Lo más curioso es que, tres días antes de que se publicara el reportaje, el Tesoro estadounidense había anunciado una nueva tanda de sanciones contra lo que llamó la “arquitectura bancaria en la sombra” de Irán. Nobitex no estaba en la lista. Reuters no logra explicar la ausencia. Una hipótesis es que sancionar a Nobitex es sancionar al régimen, pero también a 11 millones de iraníes que tienen allí los ahorros que los protegen de la caída libre del rial.
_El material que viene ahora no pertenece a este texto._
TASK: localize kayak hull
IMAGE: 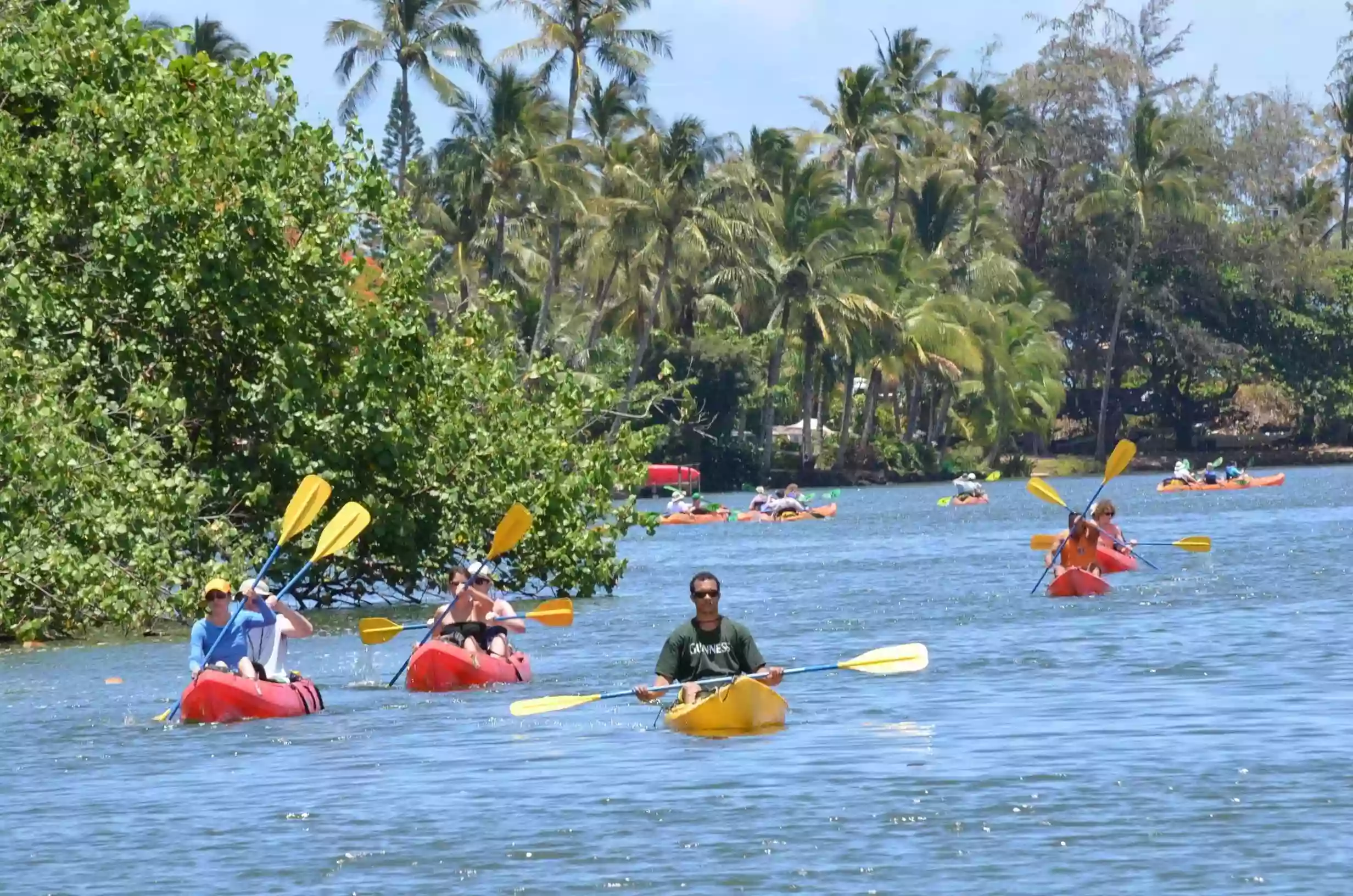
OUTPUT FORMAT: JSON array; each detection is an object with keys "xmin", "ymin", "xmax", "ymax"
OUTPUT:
[
  {"xmin": 737, "ymin": 503, "xmax": 836, "ymax": 523},
  {"xmin": 1047, "ymin": 567, "xmax": 1109, "ymax": 597},
  {"xmin": 180, "ymin": 669, "xmax": 325, "ymax": 724},
  {"xmin": 1155, "ymin": 472, "xmax": 1287, "ymax": 491},
  {"xmin": 664, "ymin": 678, "xmax": 789, "ymax": 738},
  {"xmin": 1094, "ymin": 541, "xmax": 1137, "ymax": 575},
  {"xmin": 405, "ymin": 640, "xmax": 530, "ymax": 692},
  {"xmin": 658, "ymin": 510, "xmax": 728, "ymax": 525}
]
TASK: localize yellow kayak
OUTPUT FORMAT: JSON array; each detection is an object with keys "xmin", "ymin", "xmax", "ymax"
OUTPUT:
[{"xmin": 666, "ymin": 678, "xmax": 789, "ymax": 738}]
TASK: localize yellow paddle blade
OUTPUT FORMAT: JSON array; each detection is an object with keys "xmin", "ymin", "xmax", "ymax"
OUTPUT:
[
  {"xmin": 522, "ymin": 597, "xmax": 574, "ymax": 626},
  {"xmin": 1104, "ymin": 439, "xmax": 1137, "ymax": 483},
  {"xmin": 357, "ymin": 616, "xmax": 405, "ymax": 644},
  {"xmin": 507, "ymin": 695, "xmax": 601, "ymax": 716},
  {"xmin": 1024, "ymin": 479, "xmax": 1070, "ymax": 510},
  {"xmin": 489, "ymin": 503, "xmax": 530, "ymax": 561},
  {"xmin": 277, "ymin": 474, "xmax": 333, "ymax": 544},
  {"xmin": 310, "ymin": 501, "xmax": 371, "ymax": 563},
  {"xmin": 836, "ymin": 644, "xmax": 930, "ymax": 675}
]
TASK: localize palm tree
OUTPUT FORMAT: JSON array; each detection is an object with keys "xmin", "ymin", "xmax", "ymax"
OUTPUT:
[
  {"xmin": 498, "ymin": 0, "xmax": 671, "ymax": 355},
  {"xmin": 1078, "ymin": 100, "xmax": 1199, "ymax": 460},
  {"xmin": 804, "ymin": 65, "xmax": 889, "ymax": 206},
  {"xmin": 142, "ymin": 16, "xmax": 249, "ymax": 65},
  {"xmin": 325, "ymin": 0, "xmax": 480, "ymax": 194}
]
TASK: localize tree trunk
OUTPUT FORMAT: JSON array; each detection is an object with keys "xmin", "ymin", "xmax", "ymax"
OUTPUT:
[
  {"xmin": 610, "ymin": 234, "xmax": 675, "ymax": 441},
  {"xmin": 1094, "ymin": 223, "xmax": 1142, "ymax": 460},
  {"xmin": 836, "ymin": 357, "xmax": 867, "ymax": 469},
  {"xmin": 904, "ymin": 373, "xmax": 928, "ymax": 441},
  {"xmin": 798, "ymin": 326, "xmax": 817, "ymax": 469},
  {"xmin": 761, "ymin": 298, "xmax": 789, "ymax": 482},
  {"xmin": 859, "ymin": 367, "xmax": 884, "ymax": 451}
]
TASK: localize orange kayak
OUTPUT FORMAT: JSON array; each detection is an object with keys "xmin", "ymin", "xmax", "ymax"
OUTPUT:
[
  {"xmin": 1047, "ymin": 567, "xmax": 1108, "ymax": 597},
  {"xmin": 1155, "ymin": 472, "xmax": 1287, "ymax": 491},
  {"xmin": 737, "ymin": 503, "xmax": 836, "ymax": 523},
  {"xmin": 180, "ymin": 669, "xmax": 325, "ymax": 723},
  {"xmin": 658, "ymin": 510, "xmax": 728, "ymax": 525},
  {"xmin": 1094, "ymin": 541, "xmax": 1137, "ymax": 575},
  {"xmin": 405, "ymin": 642, "xmax": 530, "ymax": 690}
]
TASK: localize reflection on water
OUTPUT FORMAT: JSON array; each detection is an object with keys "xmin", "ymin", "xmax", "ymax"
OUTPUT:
[{"xmin": 0, "ymin": 469, "xmax": 1353, "ymax": 896}]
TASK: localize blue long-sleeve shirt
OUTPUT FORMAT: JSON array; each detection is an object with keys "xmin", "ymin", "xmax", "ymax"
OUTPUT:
[{"xmin": 188, "ymin": 601, "xmax": 277, "ymax": 673}]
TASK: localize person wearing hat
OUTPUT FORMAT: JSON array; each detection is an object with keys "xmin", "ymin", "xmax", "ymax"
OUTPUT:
[
  {"xmin": 954, "ymin": 472, "xmax": 986, "ymax": 498},
  {"xmin": 239, "ymin": 579, "xmax": 315, "ymax": 681},
  {"xmin": 428, "ymin": 562, "xmax": 526, "ymax": 662},
  {"xmin": 666, "ymin": 489, "xmax": 690, "ymax": 516},
  {"xmin": 188, "ymin": 578, "xmax": 277, "ymax": 680}
]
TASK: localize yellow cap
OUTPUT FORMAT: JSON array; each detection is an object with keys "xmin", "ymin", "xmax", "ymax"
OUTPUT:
[{"xmin": 202, "ymin": 578, "xmax": 230, "ymax": 597}]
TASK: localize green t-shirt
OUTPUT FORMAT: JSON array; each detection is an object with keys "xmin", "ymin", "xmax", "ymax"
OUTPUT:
[{"xmin": 658, "ymin": 617, "xmax": 766, "ymax": 681}]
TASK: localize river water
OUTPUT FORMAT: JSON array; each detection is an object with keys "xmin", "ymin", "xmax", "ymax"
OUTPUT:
[{"xmin": 0, "ymin": 468, "xmax": 1353, "ymax": 896}]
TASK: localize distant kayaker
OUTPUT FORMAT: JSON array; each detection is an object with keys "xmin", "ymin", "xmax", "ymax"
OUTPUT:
[
  {"xmin": 1091, "ymin": 498, "xmax": 1137, "ymax": 553},
  {"xmin": 1043, "ymin": 513, "xmax": 1100, "ymax": 579},
  {"xmin": 239, "ymin": 579, "xmax": 315, "ymax": 681},
  {"xmin": 635, "ymin": 573, "xmax": 785, "ymax": 702},
  {"xmin": 428, "ymin": 563, "xmax": 526, "ymax": 657},
  {"xmin": 666, "ymin": 489, "xmax": 690, "ymax": 516},
  {"xmin": 954, "ymin": 472, "xmax": 986, "ymax": 498},
  {"xmin": 188, "ymin": 579, "xmax": 277, "ymax": 680}
]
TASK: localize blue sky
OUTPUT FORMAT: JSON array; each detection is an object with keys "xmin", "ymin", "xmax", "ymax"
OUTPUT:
[{"xmin": 140, "ymin": 0, "xmax": 1353, "ymax": 143}]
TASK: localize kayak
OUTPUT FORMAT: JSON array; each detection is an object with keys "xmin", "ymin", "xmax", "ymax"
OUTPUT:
[
  {"xmin": 737, "ymin": 503, "xmax": 836, "ymax": 523},
  {"xmin": 1047, "ymin": 567, "xmax": 1108, "ymax": 597},
  {"xmin": 180, "ymin": 669, "xmax": 325, "ymax": 723},
  {"xmin": 658, "ymin": 510, "xmax": 728, "ymax": 525},
  {"xmin": 1094, "ymin": 541, "xmax": 1137, "ymax": 575},
  {"xmin": 664, "ymin": 678, "xmax": 789, "ymax": 738},
  {"xmin": 1155, "ymin": 472, "xmax": 1287, "ymax": 491},
  {"xmin": 405, "ymin": 640, "xmax": 530, "ymax": 690}
]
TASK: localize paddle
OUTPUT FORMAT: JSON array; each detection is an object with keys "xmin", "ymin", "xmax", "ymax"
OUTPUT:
[
  {"xmin": 387, "ymin": 503, "xmax": 530, "ymax": 687},
  {"xmin": 357, "ymin": 597, "xmax": 574, "ymax": 644},
  {"xmin": 155, "ymin": 498, "xmax": 371, "ymax": 721},
  {"xmin": 1024, "ymin": 439, "xmax": 1137, "ymax": 594},
  {"xmin": 508, "ymin": 644, "xmax": 930, "ymax": 716}
]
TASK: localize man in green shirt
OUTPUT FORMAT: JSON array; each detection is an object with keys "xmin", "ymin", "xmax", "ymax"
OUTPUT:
[{"xmin": 635, "ymin": 573, "xmax": 785, "ymax": 702}]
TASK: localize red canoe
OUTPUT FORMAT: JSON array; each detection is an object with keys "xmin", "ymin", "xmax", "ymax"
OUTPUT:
[
  {"xmin": 1047, "ymin": 567, "xmax": 1108, "ymax": 597},
  {"xmin": 405, "ymin": 642, "xmax": 530, "ymax": 690},
  {"xmin": 180, "ymin": 669, "xmax": 325, "ymax": 723},
  {"xmin": 1094, "ymin": 541, "xmax": 1137, "ymax": 575}
]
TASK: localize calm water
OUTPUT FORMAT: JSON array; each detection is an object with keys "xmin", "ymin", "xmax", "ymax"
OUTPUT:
[{"xmin": 0, "ymin": 468, "xmax": 1353, "ymax": 896}]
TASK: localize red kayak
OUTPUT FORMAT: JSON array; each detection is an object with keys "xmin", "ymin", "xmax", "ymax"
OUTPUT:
[
  {"xmin": 405, "ymin": 642, "xmax": 530, "ymax": 690},
  {"xmin": 180, "ymin": 669, "xmax": 325, "ymax": 723},
  {"xmin": 1094, "ymin": 541, "xmax": 1137, "ymax": 575},
  {"xmin": 1047, "ymin": 567, "xmax": 1108, "ymax": 597}
]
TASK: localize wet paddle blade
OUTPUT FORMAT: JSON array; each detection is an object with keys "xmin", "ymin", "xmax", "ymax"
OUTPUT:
[
  {"xmin": 489, "ymin": 503, "xmax": 530, "ymax": 561},
  {"xmin": 507, "ymin": 695, "xmax": 601, "ymax": 716},
  {"xmin": 1024, "ymin": 476, "xmax": 1066, "ymax": 510},
  {"xmin": 836, "ymin": 644, "xmax": 930, "ymax": 675},
  {"xmin": 1104, "ymin": 439, "xmax": 1137, "ymax": 485},
  {"xmin": 525, "ymin": 597, "xmax": 574, "ymax": 626},
  {"xmin": 357, "ymin": 616, "xmax": 405, "ymax": 644},
  {"xmin": 277, "ymin": 474, "xmax": 333, "ymax": 544},
  {"xmin": 310, "ymin": 501, "xmax": 371, "ymax": 563}
]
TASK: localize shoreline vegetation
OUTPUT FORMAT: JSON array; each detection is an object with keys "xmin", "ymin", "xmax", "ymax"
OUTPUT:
[{"xmin": 8, "ymin": 0, "xmax": 1353, "ymax": 642}]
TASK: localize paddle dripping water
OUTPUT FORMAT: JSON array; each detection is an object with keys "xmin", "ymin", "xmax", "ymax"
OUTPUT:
[{"xmin": 0, "ymin": 469, "xmax": 1353, "ymax": 896}]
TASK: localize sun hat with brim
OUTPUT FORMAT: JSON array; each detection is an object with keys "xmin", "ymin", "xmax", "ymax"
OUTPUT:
[{"xmin": 202, "ymin": 578, "xmax": 230, "ymax": 597}]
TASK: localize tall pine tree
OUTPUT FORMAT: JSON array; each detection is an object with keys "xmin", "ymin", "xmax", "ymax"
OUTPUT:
[{"xmin": 380, "ymin": 80, "xmax": 423, "ymax": 196}]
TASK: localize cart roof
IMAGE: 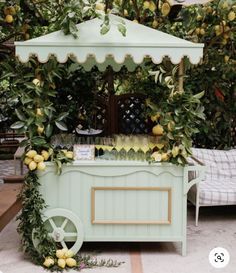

Nick Smart, jefe de inteligencia de Crystal Intelligence, que ha investigado los flujos de cripto iraníes durante cuatro años, lo formula así: “Es difícil separar al régimen de la gente que usa la plataforma”.

Ali y Mohammad Kharrazi son los nepobabies mejor escondidos de Irán, quizá del mundo. Han heredado el dinero, las conexiones y el régimen. Lo único que no han querido heredar es el apellido.